FP1221 : Diabetic Macular Edema or Masquerade ?

Dr. Ashish Khodifad, K18553, Dr.Nagesha

Introduction:

Paraproteinemia is the presence of excess amount of single monoclonal gamma globulin in the body. Thisresults secondary to multiple myeloma, immunocytoma or Waldenstrom macroglobulinemia.¹They are characterized by signs and symptoms of hyper viscosity and hemorrhagic tendency.

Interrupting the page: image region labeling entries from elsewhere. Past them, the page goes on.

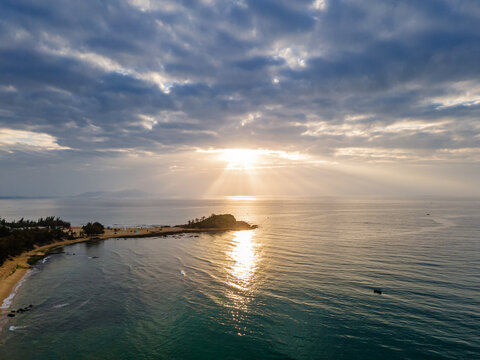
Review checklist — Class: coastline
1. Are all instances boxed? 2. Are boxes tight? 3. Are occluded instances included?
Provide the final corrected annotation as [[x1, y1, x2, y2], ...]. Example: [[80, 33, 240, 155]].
[[0, 227, 255, 314]]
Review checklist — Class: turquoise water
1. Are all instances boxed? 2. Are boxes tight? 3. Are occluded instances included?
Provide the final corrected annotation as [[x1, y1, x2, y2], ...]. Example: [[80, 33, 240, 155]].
[[0, 199, 480, 359]]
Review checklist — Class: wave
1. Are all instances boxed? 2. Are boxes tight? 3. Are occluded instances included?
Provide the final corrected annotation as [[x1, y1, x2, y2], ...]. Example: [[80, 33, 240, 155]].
[[0, 269, 33, 310], [53, 303, 70, 309], [8, 325, 26, 331]]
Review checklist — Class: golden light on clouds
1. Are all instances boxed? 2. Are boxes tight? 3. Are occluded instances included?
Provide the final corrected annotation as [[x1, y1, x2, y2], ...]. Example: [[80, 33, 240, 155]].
[[197, 148, 310, 171], [0, 128, 69, 150]]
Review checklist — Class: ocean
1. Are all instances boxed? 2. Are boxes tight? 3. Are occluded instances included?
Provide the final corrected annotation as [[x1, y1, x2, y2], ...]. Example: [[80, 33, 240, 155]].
[[0, 198, 480, 360]]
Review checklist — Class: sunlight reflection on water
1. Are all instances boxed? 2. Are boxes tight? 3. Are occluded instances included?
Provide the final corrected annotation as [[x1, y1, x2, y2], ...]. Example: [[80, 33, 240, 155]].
[[226, 230, 258, 336]]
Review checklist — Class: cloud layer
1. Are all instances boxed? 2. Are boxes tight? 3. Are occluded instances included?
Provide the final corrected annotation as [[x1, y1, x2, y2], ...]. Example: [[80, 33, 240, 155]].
[[0, 0, 480, 197]]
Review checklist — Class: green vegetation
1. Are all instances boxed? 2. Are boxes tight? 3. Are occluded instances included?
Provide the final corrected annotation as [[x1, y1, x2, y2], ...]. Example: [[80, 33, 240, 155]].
[[27, 255, 45, 265], [0, 216, 70, 229], [0, 216, 73, 265], [82, 222, 105, 236], [182, 214, 257, 230]]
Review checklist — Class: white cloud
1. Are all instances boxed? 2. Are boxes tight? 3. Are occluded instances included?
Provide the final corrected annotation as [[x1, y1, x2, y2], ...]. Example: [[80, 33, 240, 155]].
[[0, 128, 70, 151]]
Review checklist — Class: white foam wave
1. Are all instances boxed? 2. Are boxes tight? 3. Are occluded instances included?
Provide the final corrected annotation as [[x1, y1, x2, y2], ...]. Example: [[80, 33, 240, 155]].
[[0, 270, 33, 310]]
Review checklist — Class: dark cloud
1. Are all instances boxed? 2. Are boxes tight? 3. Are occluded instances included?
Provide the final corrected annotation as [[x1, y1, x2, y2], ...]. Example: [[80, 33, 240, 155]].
[[0, 0, 480, 174]]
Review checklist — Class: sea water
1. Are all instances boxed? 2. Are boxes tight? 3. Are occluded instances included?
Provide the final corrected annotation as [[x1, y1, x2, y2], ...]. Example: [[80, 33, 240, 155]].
[[0, 198, 480, 359]]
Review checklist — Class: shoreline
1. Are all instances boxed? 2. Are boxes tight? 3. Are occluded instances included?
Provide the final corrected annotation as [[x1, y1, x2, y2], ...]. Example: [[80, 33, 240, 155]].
[[0, 227, 253, 314]]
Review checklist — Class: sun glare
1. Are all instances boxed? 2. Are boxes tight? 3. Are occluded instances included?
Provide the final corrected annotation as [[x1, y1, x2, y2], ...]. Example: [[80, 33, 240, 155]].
[[219, 149, 259, 170]]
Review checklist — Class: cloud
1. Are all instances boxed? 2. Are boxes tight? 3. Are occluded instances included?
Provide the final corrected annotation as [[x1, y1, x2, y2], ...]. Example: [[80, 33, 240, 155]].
[[0, 0, 480, 197]]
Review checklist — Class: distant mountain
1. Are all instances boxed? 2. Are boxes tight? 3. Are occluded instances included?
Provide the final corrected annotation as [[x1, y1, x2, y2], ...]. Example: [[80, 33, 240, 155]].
[[74, 189, 151, 199]]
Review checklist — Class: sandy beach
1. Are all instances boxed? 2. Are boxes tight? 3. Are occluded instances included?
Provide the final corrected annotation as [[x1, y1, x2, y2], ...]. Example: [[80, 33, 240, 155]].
[[0, 227, 180, 311], [0, 226, 251, 312]]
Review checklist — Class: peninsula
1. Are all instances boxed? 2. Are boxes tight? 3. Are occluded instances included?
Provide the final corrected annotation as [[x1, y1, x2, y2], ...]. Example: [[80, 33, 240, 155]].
[[0, 214, 257, 306]]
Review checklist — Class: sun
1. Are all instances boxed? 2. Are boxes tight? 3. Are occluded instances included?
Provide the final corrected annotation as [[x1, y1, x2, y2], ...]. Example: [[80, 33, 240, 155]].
[[218, 149, 259, 170]]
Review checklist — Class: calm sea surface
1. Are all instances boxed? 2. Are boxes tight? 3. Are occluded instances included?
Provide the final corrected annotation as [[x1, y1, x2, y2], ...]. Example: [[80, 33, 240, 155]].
[[0, 199, 480, 360]]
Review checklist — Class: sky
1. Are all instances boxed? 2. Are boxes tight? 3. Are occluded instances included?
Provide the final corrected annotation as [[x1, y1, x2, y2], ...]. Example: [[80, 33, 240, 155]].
[[0, 0, 480, 197]]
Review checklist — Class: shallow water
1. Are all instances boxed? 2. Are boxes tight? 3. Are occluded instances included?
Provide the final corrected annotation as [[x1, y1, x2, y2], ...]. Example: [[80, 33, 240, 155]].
[[0, 199, 480, 359]]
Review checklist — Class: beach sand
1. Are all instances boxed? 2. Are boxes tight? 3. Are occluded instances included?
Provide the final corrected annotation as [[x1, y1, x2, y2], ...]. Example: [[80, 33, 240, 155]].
[[0, 226, 240, 312]]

Ocular manifestations have been described which are characterized by retinal venous occlusions, optic disc swelling, and rarely serous macular detachments.^2-5 In the absence of systemic symptoms, ocular manifestations alone may pose diagnostic and therapeutic challenge. Moreover in the setting of background diabetic retinopathy, signs of fundus changes of paraproteinemia are overlooked and managed in the line of standard diabetic retinopathy treatment.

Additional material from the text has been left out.